O presidente da comissão explicou que a medida visa garantir que os cofres públicos sejam ressarcidos, caso sejam comprovadas as suspeitas de irregularidades. “Faremos duas solicitações: uma sobre o bloqueio de parte dos bens, incluindo as dependências físicas do Instituto Ronaldinho Gaúcho, e outra para que Assis seja impedido de deixar o Brasil até o término das investigações”, declarou Mauro Pinheiro.

Nesta terça-feira (24/04), Pinheiro e outros três vereadores – Carlos Todeschini (PT), Pedro Ruas (PSOL) e Waldir Canal (PRB) – estiveram reunidos com o juiz José Paulo Baltazar Júnior, da 1ª Vara Federal Criminal de Porto Alegre.

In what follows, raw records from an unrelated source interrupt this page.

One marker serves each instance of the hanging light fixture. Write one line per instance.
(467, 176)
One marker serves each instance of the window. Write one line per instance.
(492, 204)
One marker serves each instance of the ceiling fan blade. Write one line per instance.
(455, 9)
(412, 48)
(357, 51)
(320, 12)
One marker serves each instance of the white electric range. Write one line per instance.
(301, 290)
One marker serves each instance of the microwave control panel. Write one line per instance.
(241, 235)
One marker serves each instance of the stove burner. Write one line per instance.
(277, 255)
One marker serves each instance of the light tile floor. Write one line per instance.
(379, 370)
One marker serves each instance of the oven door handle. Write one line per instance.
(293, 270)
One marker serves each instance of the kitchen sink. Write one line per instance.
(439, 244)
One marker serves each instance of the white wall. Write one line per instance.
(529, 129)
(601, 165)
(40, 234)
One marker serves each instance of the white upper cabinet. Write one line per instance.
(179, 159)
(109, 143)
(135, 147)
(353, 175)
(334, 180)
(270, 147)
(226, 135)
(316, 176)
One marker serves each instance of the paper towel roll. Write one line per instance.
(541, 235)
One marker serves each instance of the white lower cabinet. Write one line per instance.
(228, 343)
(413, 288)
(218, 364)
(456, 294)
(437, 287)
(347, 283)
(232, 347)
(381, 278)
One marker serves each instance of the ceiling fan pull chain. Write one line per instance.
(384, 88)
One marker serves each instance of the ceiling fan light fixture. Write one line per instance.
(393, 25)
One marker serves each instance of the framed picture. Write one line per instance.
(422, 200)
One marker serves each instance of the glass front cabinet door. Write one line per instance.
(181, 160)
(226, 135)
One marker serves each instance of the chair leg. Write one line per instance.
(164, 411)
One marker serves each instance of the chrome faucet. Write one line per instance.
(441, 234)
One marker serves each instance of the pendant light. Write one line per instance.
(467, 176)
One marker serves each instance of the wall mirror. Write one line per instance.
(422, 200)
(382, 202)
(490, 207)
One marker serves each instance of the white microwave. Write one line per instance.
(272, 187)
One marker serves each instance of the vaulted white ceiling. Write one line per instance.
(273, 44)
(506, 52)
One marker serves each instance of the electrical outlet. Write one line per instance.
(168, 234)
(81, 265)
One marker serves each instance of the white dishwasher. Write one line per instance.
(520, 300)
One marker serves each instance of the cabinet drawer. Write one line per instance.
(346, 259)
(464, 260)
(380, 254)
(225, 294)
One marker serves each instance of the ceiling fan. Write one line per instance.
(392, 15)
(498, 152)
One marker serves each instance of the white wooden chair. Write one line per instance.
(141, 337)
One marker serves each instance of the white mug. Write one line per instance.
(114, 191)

José Paulo foi quem condenou Assis, em primeira instância, a cinco anos e cinco meses de prisão. A pena por lavagem de dinheiro e evasão de divisas, segundo determinação do juiz, deve ser cumprida em regime semiaberto. “Fomos ver se ele já tinha feito a solicitação para evitar que Assis deixe o país, o que não feito”, justificou Pinheiro.

Assis, irmão e empresário de Ronaldinho Gaúcho, foi condenado, em primeira instância, a cinco anos e cinco meses de prisão em regime semiaberto / Imagem: site da revista Veja

O presidente da CPI comentou também que o irmão de Ronaldinho foi convidado a depor, entretanto, não há nenhuma data programada para que isso ocorra. O motivo: os vereadores estariam esbarrando em dificuldades para agendar um dia com o presidente do IRG.

“Na segunda-feira (23), conseguimos contato com o Assis. Ele disse que, a princípio, não teria problema para depor. Hoje, tentamos novamente com o advogado dele, mas não fomos atendidos. Se ele não vier, vamos optar pela via judicial”, concluiu o vereador.

A próxima reunião da CPI do IRG está programada para a próxima quinta (26/04). A prefeitura da capital gaúcha cobra uma suposta dívida de R$ 854 mil do IRG com a administração municipal, referente a dois convênios assinados entre os anos de 2007 e 2010.